Books Read April 2026

Endurance by Alfred Lansing. Classic account of Shackleton's 1914-17 Antarctic expedition, which turned into a desperate fight for survival as practically everything that could go wrong did. I simply wouldn't have gone in the first place.
Don't Burn Anyone at the Stake Today by Naomi Alderman. A brief look at our ongoing "information crisis". Not much to chew on, sadly.
Badenheim, 1939 by Aharon Appelfeld, translated by Dalya Bilu [reread]. Encroaching calamity in a Jewish resort town. Conjures an oblique, dream-like unreality that works to heighten the sense of oncoming horror, and the piteous denial of its victims.

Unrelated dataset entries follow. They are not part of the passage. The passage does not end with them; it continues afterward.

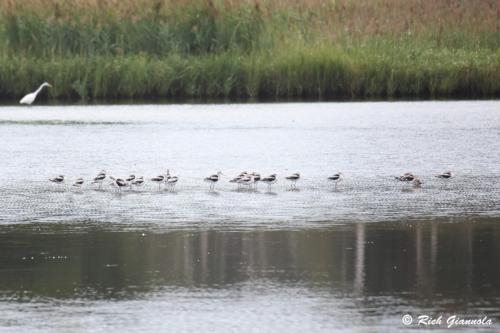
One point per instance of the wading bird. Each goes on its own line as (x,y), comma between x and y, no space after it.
(118,182)
(138,181)
(407,177)
(58,179)
(445,175)
(213,179)
(100,178)
(336,178)
(293,178)
(270,180)
(159,180)
(30,98)
(78,182)
(171,181)
(417,183)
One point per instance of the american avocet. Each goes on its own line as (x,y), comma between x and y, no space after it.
(336,178)
(238,178)
(246,180)
(101,176)
(445,175)
(293,178)
(417,182)
(159,180)
(256,179)
(118,182)
(138,181)
(58,179)
(171,181)
(270,180)
(406,177)
(78,182)
(213,179)
(130,180)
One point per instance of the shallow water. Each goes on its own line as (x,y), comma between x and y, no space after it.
(308,259)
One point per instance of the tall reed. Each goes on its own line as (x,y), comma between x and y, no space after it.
(250,48)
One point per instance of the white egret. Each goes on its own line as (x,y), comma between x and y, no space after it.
(30,98)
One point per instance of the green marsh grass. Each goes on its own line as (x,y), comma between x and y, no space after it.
(110,49)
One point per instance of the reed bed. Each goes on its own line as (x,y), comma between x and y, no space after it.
(100,49)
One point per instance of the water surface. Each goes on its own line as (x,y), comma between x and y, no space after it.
(313,259)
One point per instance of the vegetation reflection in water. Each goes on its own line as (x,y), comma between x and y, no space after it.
(428,261)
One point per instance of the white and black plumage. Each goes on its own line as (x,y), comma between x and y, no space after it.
(246,180)
(138,181)
(270,180)
(417,182)
(336,178)
(79,182)
(101,176)
(171,181)
(159,180)
(293,178)
(256,179)
(58,179)
(445,175)
(213,179)
(407,177)
(238,178)
(118,183)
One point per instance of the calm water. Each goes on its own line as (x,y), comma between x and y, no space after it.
(357,257)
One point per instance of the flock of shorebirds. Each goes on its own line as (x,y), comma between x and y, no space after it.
(243,180)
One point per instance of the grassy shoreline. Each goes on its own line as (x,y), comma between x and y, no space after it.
(249,49)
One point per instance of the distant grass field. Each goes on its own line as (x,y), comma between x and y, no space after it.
(103,49)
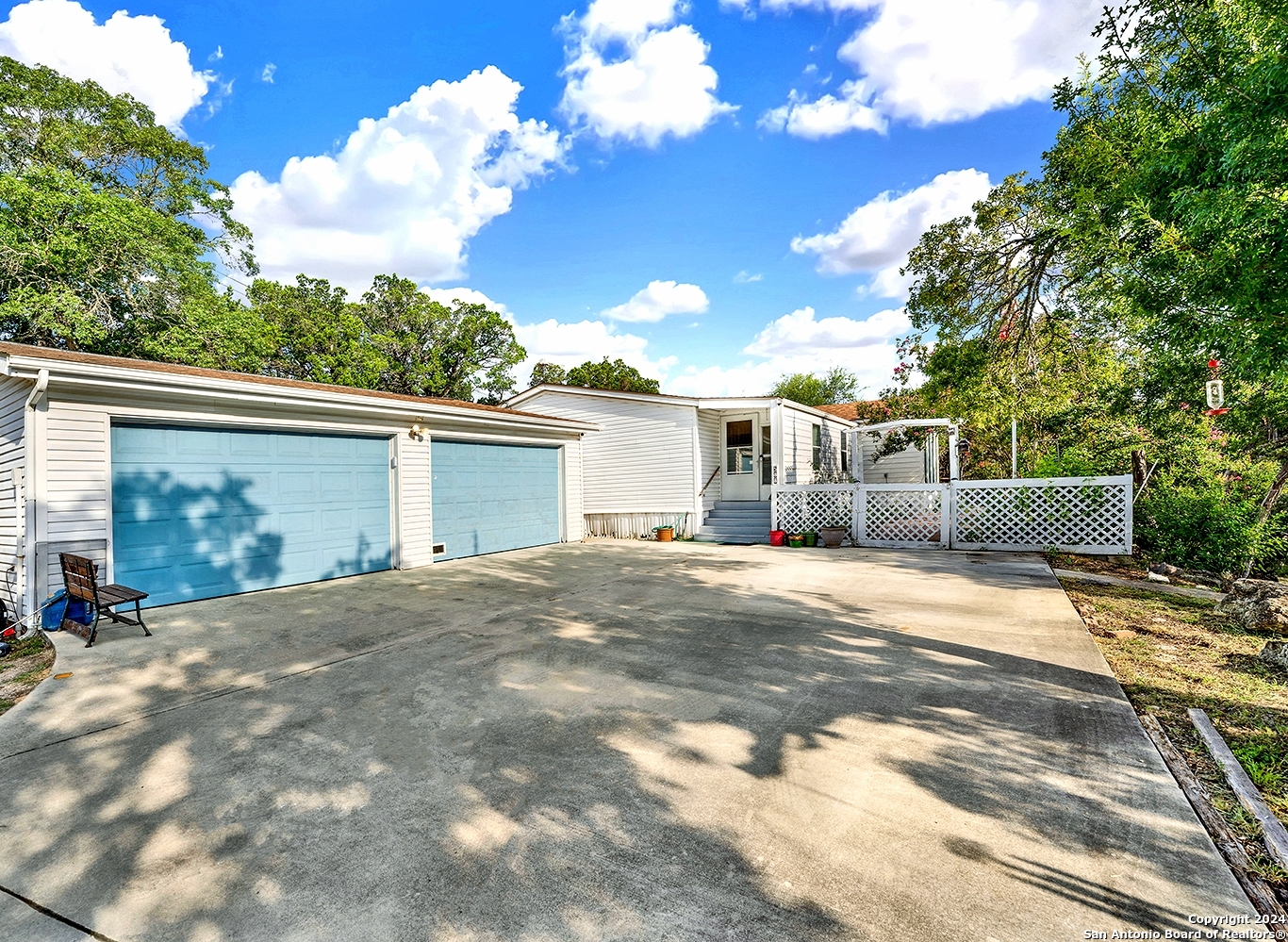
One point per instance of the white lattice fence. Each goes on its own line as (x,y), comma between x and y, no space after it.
(908,516)
(809,506)
(1072,514)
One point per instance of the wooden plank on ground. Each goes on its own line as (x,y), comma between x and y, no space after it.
(1097,579)
(1273,832)
(1260,893)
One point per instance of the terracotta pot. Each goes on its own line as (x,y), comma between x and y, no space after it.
(833,537)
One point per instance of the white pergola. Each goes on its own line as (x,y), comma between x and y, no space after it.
(883,427)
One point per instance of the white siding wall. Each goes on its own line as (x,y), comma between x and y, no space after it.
(641,457)
(13,397)
(415,505)
(907,467)
(711,450)
(71,512)
(574,521)
(799,447)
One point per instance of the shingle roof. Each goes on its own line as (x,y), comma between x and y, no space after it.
(176,370)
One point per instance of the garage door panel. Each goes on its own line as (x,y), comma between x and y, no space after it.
(215,513)
(492,498)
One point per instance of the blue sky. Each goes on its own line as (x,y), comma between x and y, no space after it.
(718,190)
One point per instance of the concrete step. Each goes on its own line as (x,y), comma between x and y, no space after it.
(735,530)
(738,540)
(743,505)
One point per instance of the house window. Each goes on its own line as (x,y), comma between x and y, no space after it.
(767,461)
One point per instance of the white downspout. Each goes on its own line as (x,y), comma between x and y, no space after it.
(32,492)
(39,389)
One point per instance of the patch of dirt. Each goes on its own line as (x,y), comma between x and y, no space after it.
(24,668)
(1121,566)
(1171,653)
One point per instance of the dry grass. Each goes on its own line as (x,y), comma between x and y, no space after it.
(26,665)
(1172,653)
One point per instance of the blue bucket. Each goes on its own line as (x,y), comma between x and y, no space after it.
(57,607)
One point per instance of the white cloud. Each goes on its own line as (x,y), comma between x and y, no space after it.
(935,60)
(877,236)
(799,334)
(124,55)
(636,74)
(566,344)
(799,343)
(407,190)
(657,301)
(468,295)
(572,344)
(826,116)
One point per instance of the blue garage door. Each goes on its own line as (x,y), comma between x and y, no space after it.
(488,498)
(199,512)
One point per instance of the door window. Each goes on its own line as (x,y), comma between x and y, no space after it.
(739,453)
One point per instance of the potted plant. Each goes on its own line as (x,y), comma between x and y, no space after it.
(833,537)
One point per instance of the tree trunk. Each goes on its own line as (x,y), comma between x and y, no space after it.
(1271,498)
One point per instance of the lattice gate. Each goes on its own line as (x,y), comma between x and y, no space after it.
(809,506)
(901,516)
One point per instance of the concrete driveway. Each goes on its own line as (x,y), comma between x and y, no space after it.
(603,741)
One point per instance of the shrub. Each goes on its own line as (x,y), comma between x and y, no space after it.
(1210,527)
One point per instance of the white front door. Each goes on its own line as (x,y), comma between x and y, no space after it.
(741,471)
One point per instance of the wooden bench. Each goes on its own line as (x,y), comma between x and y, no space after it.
(80,580)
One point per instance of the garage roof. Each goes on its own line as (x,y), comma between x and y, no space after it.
(25,361)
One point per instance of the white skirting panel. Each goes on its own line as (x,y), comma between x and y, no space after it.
(636,526)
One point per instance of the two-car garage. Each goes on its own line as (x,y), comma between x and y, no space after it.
(204,512)
(192,484)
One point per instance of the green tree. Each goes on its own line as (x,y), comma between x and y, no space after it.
(313,333)
(106,218)
(1171,175)
(548,372)
(812,389)
(456,352)
(611,375)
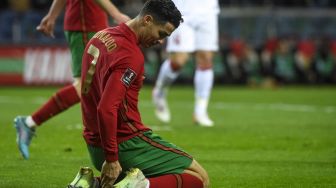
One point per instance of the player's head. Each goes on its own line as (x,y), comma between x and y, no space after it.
(162,11)
(159,19)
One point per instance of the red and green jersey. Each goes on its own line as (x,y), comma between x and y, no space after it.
(84,15)
(112,75)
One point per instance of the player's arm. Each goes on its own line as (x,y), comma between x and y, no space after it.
(113,11)
(48,22)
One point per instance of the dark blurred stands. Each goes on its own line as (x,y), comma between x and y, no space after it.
(261,41)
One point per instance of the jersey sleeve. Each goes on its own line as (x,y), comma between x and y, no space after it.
(114,92)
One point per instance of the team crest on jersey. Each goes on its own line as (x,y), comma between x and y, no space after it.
(128,77)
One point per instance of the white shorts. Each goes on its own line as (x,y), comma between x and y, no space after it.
(195,33)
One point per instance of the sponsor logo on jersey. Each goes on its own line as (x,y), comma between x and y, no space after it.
(128,77)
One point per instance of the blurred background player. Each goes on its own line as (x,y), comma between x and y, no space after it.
(117,140)
(199,34)
(82,19)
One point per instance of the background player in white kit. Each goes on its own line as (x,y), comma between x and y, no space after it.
(198,33)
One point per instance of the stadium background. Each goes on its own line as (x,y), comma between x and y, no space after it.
(262,42)
(279,133)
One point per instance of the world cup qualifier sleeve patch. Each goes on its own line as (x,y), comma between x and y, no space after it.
(128,77)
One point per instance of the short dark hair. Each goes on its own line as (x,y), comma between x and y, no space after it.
(162,11)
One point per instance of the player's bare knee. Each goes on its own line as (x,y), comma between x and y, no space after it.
(197,170)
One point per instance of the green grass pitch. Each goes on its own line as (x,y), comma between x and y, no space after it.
(262,138)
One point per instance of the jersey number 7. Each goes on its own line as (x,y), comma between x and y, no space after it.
(94,51)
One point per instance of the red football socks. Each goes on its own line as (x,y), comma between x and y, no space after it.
(62,100)
(175,181)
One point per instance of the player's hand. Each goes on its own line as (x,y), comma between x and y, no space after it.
(109,173)
(47,26)
(121,18)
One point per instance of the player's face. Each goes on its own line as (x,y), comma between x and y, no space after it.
(157,33)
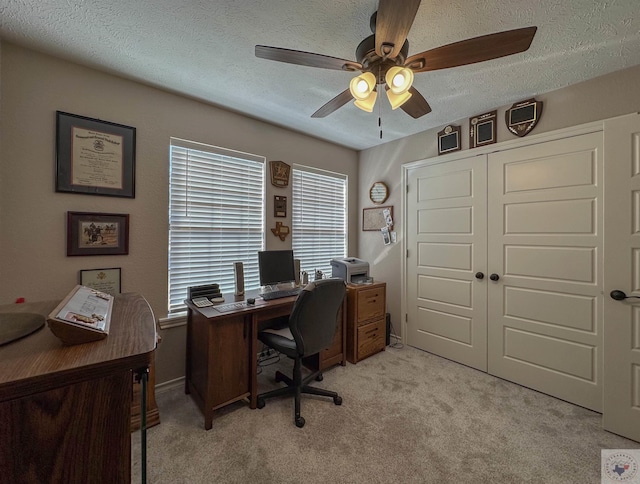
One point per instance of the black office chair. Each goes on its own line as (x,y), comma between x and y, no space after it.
(312,326)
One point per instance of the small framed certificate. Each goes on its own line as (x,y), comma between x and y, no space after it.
(103,280)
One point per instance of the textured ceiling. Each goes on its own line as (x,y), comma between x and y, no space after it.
(205,49)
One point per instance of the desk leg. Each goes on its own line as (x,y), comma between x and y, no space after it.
(187,366)
(142,375)
(253,362)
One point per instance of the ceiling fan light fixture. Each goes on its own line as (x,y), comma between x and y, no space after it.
(367,103)
(362,86)
(399,79)
(397,100)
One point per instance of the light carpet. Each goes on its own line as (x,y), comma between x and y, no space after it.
(407,417)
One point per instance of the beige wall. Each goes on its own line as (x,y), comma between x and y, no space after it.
(33,261)
(604,97)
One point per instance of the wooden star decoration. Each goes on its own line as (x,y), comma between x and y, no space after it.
(281,231)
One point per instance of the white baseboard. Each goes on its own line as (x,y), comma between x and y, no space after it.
(170,385)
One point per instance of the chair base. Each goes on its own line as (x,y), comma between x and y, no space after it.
(298,386)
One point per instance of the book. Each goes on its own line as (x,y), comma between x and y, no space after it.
(83,316)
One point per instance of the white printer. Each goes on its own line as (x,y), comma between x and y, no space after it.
(352,270)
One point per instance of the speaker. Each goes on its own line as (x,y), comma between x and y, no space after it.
(388,329)
(238,272)
(296,268)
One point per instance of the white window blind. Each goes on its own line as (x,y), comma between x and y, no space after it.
(216,217)
(319,218)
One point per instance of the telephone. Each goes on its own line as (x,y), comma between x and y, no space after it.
(204,296)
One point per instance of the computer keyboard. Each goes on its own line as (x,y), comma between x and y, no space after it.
(268,296)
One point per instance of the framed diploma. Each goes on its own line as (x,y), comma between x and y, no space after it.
(103,280)
(94,157)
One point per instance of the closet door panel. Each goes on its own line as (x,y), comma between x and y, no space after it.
(446,240)
(622,263)
(545,240)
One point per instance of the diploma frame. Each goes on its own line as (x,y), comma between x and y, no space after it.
(100,162)
(103,280)
(373,218)
(97,233)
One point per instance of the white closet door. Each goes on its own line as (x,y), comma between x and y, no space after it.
(622,272)
(545,237)
(446,240)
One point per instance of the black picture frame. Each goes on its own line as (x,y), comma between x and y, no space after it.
(94,157)
(97,233)
(482,129)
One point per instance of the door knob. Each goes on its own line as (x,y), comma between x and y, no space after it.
(619,295)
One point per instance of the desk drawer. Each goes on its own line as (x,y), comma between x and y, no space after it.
(371,338)
(371,303)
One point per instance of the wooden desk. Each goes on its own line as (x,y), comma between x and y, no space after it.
(65,410)
(222,351)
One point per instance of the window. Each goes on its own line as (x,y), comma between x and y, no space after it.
(216,217)
(319,220)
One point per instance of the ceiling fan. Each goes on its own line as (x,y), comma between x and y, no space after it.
(384,63)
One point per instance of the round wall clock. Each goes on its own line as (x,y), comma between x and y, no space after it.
(378,192)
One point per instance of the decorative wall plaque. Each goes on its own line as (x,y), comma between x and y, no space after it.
(279,206)
(522,117)
(279,173)
(449,139)
(482,129)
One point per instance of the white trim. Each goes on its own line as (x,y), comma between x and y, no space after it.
(170,385)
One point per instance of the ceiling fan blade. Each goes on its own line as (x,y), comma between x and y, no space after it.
(474,50)
(417,105)
(305,58)
(393,22)
(337,102)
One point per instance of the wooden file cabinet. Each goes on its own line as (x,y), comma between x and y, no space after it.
(366,325)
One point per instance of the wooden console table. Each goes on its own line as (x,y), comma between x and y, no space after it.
(65,410)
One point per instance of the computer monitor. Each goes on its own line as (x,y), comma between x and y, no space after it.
(276,266)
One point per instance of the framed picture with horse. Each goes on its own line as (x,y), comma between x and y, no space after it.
(97,233)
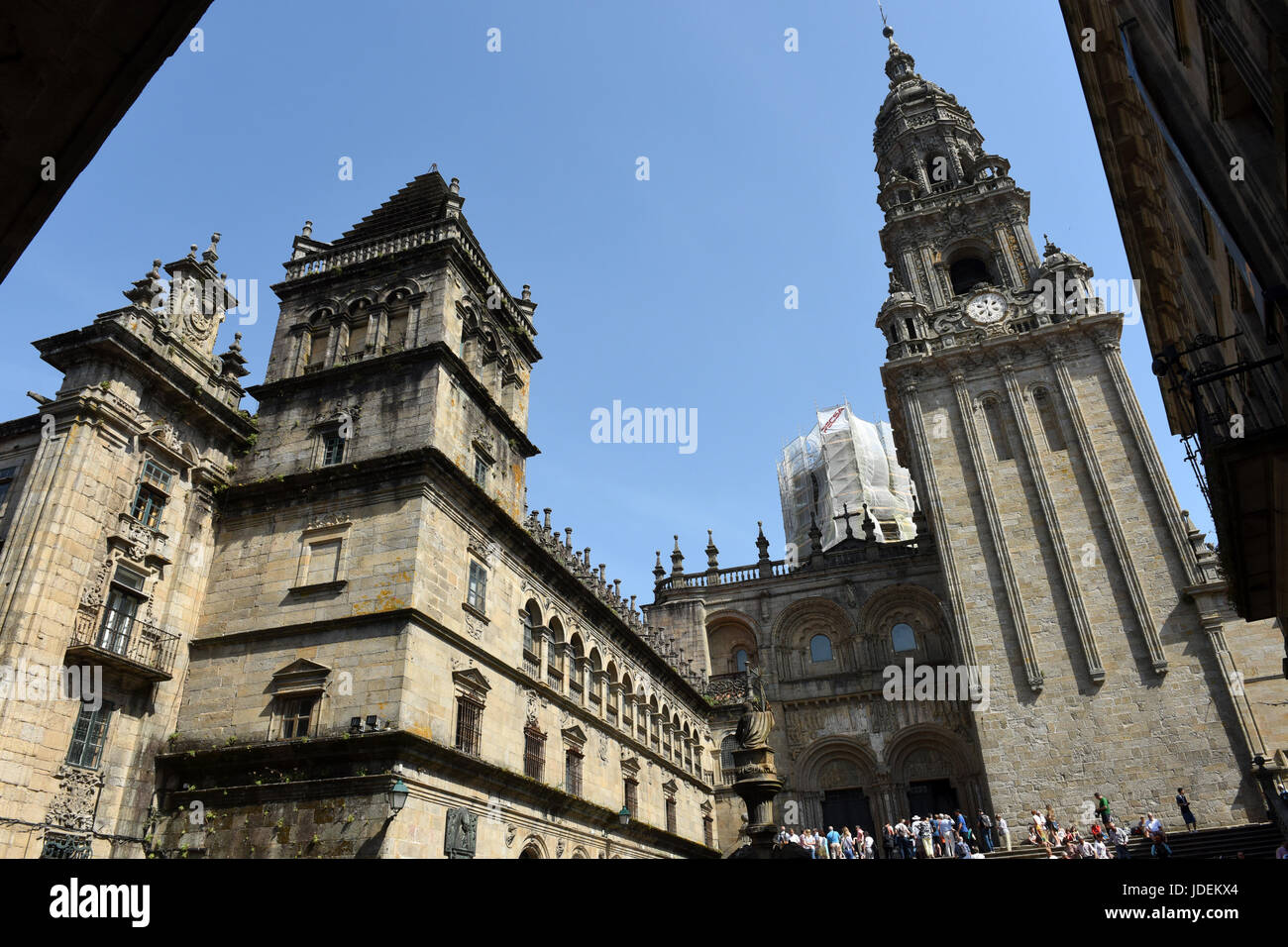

The Lover by Margueritte Duras, translated by Barbara Bray [reread]. I wonder how many people have picked this up expecting a sex romp only to find it's a kind of morose tale of family dysfunction and being a youthful idiot. I had hoped I would enjoy it more this time - my earlier encounter may have been when I was a youthful idiot expecting a sex romp - but it all felt a bit dry and distant, which is not generally how I like my novels, or sex romps for that matter. Maybe that's the point. A novel I find interesting rather than absorbing.
The Mirror and the Light by Hilary Mantel. A huge book, and at times I did find myself thinking "Mantel's going on a bit, isn't she?" But then I thought: no, let her cook. And in truth it's pretty great all the way through, with the ground slowly and then all at once shifting beneath Cromwell's formerly steady feet. All the qualities of the earlier books are here in abundance, and I closed it feeling satisfied and somewhat bereft.
Talkative Man by R. K. Narayan. My first Narayan and I enjoyed it thoroughly, which is just as well as I own eight or nine of his books. Wry and good humoured.